Milosevic is no different. “I am influenced by everything – Led Zeppelin, you know, with [drummer] John Bonham. And as a kid I discovered jazz-rock, dance groove, psychedelia, everything, jazz – Miles Davis, Herbie Hancock.” There’s more, much more. “Our knowledge of Balkan music and Balkan rhythms connects us with Israeli music and Middle Eastern music. They may seem far away from each other but there are similarities. We also have joy and sorrow at the same time. It’s like you are happy but you are also sad.” That sounds quintessentially Jewish. 
HAVING AN older sibling, who got into rock before him, also helped. “My sister listened to The Doors, and I got hooked on The Doors, with that jazzy drumming. And there was that rock drumming in Led Zeppelin. That was very new for me as a kid.” The youngster was interested in almost anything he could wrap his ears around, although there was a common denominator. “I liked everything, as long as it had a groove,” he explains. 
All the above informs his approach to his craft. “I liked everything new and old so, as a musician, I know the history but I like to be in the present, in the 21st century. If you are a musician you are always discovering new music around you. Your ears are getting bigger all the time. It’s a lifetime story for musicians.”
There are some extracurricular elements which, Milosevic feels, come into play as regards to the band’s musical bottom line. “I studied philosophy and another guy studied music and someone studied history. We mix all our knowledge into our music.”
Being on the road can also help to push things along, and broaden personal and musical horizons. “We are influenced by our travels, and going to places and meeting people,” Milosevic notes. “We were in India one month and we were in South Korea, and Chile and in other places in South America. All that is a huge influence, musically and as a human being.” 

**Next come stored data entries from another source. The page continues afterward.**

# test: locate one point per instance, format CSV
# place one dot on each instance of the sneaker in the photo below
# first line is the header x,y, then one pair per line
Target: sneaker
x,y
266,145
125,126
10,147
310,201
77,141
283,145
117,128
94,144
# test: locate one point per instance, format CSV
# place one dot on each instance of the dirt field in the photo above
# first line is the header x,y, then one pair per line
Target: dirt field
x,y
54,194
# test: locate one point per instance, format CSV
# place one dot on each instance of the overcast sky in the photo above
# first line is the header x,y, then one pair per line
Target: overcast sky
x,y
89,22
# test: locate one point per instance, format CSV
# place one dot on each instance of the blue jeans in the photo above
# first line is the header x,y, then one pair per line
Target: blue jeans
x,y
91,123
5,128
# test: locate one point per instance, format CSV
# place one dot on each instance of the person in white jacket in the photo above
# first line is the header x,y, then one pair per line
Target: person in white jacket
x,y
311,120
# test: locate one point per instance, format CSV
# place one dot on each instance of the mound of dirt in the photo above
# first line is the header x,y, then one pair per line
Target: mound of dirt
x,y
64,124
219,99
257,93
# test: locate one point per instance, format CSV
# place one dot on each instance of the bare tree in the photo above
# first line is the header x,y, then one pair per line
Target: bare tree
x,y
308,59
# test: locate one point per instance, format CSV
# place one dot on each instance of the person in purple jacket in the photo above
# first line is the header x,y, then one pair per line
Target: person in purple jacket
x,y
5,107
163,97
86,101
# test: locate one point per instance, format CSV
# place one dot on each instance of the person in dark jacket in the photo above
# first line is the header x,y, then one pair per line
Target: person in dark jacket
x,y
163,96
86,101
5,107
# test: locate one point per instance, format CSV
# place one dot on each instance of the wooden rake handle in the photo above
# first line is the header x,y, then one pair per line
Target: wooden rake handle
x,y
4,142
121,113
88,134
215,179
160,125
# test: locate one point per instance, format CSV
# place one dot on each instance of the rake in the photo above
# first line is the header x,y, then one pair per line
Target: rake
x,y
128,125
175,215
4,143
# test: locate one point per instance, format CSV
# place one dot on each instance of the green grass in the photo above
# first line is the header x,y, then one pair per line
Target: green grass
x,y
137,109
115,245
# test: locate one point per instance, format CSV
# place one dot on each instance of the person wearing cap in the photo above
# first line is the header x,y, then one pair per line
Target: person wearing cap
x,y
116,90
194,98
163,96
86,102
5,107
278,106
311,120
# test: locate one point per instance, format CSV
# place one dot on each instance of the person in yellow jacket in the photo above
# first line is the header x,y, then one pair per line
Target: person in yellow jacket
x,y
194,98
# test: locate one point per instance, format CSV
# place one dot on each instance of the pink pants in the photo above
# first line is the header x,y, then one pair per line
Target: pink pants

Adventures and encounters are experienced and imbibed and then filter through into the band’s subsequent output. “We put those ideas into our music. We try to be expressive about that.” There is some of that in Yes. “We have a song called ‘Merken,’ which is a spice in Chile, like a smoked Chile paprika. And we have another song called ‘House of Mud’ (Kuca Od Blata), because we stayed in a house made of mud in one place in South America, so we put that into the album.” 
It seems that anything goes with Milosevic and his Naked pals. Eilat tends to be a more relaxed place in the winter, but expect the local energy level to rise appreciably next Friday (2 p.m.) when the Serbs – with Israeli complement – hit the Red Sea Jazz Festival stage.